Les diffuseurs commerciaux européens demandent à la Commission européenne d’étendre les obligations les plus strictes du Digital Markets Act (DMA) aux plateformes de smart TV et aux assistants virtuels. Selon Reuters, la démarche vise notamment les écosystèmes d’Apple, Google, Amazon et Samsung.
Smart TV et assistants vocaux dans le viseur des diffuseurs
Dans une lettre adressée à Teresa Ribera, l’Association of Commercial Television and Video on Demand Services in Europe (ACT) plaide pour que les systèmes d’exploitation des téléviseurs connectés et les assistants virtuels soient désignés comme « gatekeepers » au sens du DMA, au regard de leur poids croissant sur l’accès aux contenus et aux audiences (Reuters).
L’ACT indique représenter plusieurs acteurs majeurs du secteur, dont Canal+, RTL, Mediaset, ITV, Paramount+, NBCUniversal, Walt Disney, Warner Bros. Discovery, Sky et TF1 Groupe. La lettre aurait également été signée par d’autres organisations, dont l’Association of European Radios (AER), l’European Broadcasting Union (EBU), egta, Confindustria Radio Televisioni (CRTV), Televisión Comercial en Abierto (UTECA) et Verband Österreichischer Privatsender (VOP), selon Reuters.

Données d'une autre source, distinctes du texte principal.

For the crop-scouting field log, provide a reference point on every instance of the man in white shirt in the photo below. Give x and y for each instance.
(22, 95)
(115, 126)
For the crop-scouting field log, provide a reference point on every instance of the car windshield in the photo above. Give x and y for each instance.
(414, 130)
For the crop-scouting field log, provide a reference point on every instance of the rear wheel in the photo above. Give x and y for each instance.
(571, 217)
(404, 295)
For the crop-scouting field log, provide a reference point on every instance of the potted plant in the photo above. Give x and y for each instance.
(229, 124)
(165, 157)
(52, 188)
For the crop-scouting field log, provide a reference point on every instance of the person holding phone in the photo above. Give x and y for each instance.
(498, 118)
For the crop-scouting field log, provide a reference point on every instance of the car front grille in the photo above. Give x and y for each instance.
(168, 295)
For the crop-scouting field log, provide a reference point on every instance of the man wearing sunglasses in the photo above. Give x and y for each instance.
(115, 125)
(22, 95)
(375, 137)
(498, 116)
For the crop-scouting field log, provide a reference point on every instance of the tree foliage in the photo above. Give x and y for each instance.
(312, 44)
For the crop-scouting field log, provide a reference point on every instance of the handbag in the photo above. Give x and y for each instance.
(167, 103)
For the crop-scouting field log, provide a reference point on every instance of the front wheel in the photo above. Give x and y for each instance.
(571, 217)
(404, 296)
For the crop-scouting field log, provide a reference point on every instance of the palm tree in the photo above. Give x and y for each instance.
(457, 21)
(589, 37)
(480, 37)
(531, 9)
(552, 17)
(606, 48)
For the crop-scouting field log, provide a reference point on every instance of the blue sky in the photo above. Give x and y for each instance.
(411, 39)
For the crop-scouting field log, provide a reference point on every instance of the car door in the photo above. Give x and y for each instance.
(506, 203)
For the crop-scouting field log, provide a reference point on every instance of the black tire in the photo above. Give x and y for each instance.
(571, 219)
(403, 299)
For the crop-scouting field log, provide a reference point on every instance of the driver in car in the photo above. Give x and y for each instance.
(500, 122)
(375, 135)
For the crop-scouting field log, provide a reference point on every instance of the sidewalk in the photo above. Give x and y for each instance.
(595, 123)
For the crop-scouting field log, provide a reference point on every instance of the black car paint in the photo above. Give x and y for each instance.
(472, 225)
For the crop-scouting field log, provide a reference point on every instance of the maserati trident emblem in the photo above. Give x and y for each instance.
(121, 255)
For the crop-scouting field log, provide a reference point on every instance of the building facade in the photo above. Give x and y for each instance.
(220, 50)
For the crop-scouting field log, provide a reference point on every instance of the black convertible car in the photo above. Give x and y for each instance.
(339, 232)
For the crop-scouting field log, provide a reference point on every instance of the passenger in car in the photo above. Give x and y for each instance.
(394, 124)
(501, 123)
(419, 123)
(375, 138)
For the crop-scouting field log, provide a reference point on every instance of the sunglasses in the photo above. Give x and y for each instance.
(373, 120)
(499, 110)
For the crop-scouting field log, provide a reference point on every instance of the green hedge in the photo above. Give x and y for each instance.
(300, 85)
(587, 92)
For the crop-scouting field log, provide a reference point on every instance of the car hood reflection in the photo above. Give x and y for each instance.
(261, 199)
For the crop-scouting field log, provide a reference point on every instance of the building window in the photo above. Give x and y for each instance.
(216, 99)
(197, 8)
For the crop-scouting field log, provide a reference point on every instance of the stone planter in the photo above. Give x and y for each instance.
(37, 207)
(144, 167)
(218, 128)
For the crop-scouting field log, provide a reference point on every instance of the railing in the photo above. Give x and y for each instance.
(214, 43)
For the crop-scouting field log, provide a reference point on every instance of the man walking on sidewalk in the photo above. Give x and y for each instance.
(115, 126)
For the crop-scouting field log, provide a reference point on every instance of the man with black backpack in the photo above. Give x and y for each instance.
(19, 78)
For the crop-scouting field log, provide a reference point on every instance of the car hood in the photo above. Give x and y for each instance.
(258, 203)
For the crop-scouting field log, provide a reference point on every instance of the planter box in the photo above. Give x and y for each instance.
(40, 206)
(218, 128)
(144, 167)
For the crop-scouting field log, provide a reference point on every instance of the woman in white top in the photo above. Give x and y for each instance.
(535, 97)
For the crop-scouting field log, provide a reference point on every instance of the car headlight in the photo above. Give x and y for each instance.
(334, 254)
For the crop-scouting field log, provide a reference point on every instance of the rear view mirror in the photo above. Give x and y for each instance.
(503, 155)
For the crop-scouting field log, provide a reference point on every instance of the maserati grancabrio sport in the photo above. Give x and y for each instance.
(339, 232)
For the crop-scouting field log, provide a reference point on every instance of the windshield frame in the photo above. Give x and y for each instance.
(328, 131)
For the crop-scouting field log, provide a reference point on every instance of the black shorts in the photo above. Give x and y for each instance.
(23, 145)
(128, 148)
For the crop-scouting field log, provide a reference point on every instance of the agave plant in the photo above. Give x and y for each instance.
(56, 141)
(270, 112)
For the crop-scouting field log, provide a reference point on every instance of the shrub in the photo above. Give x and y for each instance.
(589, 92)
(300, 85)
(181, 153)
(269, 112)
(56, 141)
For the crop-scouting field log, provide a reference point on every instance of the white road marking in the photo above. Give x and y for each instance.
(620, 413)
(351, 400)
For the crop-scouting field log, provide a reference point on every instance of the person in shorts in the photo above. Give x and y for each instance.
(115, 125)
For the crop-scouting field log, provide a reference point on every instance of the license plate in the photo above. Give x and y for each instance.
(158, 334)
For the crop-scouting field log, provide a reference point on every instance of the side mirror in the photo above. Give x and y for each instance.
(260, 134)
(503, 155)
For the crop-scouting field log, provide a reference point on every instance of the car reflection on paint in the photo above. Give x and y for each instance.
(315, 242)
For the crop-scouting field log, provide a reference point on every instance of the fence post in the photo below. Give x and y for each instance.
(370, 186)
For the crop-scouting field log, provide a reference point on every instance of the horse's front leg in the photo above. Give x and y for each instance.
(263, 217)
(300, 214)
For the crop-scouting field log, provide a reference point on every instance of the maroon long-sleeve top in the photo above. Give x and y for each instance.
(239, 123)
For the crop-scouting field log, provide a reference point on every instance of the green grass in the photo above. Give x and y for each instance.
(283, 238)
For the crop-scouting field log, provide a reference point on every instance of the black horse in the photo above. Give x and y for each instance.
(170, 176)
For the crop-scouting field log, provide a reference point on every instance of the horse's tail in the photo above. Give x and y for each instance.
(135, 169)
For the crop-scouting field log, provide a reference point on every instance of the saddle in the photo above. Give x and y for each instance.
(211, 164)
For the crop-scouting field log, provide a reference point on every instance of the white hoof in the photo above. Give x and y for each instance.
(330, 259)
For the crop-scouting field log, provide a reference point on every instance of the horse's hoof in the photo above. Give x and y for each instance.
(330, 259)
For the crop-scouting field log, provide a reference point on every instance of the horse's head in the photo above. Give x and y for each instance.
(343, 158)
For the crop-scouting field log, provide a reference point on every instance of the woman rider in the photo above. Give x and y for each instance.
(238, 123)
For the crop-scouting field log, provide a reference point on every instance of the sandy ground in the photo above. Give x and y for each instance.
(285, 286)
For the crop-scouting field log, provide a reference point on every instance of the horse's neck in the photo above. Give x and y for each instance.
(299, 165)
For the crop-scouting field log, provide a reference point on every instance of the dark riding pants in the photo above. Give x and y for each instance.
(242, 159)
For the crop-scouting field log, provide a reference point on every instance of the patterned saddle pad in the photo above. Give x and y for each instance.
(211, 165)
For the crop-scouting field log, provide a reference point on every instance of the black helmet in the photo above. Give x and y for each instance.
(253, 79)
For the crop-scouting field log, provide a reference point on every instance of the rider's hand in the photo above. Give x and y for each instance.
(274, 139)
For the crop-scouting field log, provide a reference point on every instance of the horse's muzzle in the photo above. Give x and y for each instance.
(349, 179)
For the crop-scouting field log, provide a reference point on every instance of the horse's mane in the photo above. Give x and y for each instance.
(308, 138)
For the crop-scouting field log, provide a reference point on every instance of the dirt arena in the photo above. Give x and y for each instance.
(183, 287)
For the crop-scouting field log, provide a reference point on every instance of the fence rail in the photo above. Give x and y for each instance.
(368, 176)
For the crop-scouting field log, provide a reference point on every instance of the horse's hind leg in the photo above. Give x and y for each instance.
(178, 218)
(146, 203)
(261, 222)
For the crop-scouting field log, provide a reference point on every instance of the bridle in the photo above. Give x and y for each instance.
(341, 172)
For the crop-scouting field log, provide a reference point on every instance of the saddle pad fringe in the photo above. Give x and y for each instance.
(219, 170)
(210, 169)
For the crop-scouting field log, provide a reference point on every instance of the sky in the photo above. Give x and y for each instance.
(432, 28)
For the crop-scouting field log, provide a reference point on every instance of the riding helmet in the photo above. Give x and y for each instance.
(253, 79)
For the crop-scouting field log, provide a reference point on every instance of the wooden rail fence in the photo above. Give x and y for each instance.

Objectif : limiter le contrôle de la distribution et de la découverte des contenus
D’après Reuters, l’ACT estime qu’un nombre restreint d’opérateurs gagne en capacité d’influencer les résultats pour des millions d’utilisateurs et d’entreprises en contrôlant l’accès aux audiences et la distribution des contenus. Le groupe demande à la Commission de désigner les principaux systèmes pour téléviseurs comme « gatekeepers » et d’assurer une supervision suffisante afin de garantir l’équité et la contestabilité.
- Plateformes de smart TV : les diffuseurs visent les environnements qui structurent l’accès aux applications et aux services vidéo sur les téléviseurs connectés.
- Assistants virtuels : l’ACT cite notamment Alexa d’Amazon et Siri d’Apple, tout en mentionnant l’arrivée d’OpenAI sur ce terrain avec une fonctionnalité bêta appelée Tasks pour son chatbot ChatGPT (Reuters).
Apple déjà sous pression sur l’App Store, mais pas sur tous ses services
Le DMA encadre déjà l’App Store, au cœur d’un long bras de fer entre Apple et les autorités européennes sur les règles applicables aux boutiques d’applications. En parallèle, certains services d’Apple ont récemment échappé à cette qualification de « gatekeeper » en Europe, notamment Apple Maps et l’activité publicitaire du groupe, en raison d’une utilisation jugée faible et d’un impact de marché limité, toujours selon les éléments rapportés par Reuters.
Sur les assistants virtuels, l’ACT évoque un « vide réglementaire » : ils ne sont pas encore désignés comme « gatekeepers » au titre du DMA, ce qui permettrait à des assistants dopés à l’IA de devenir de facto des points de passage pour l’accès aux contenus médias via smartphones, enceintes connectées et systèmes d’infodivertissement embarqués (Reuters).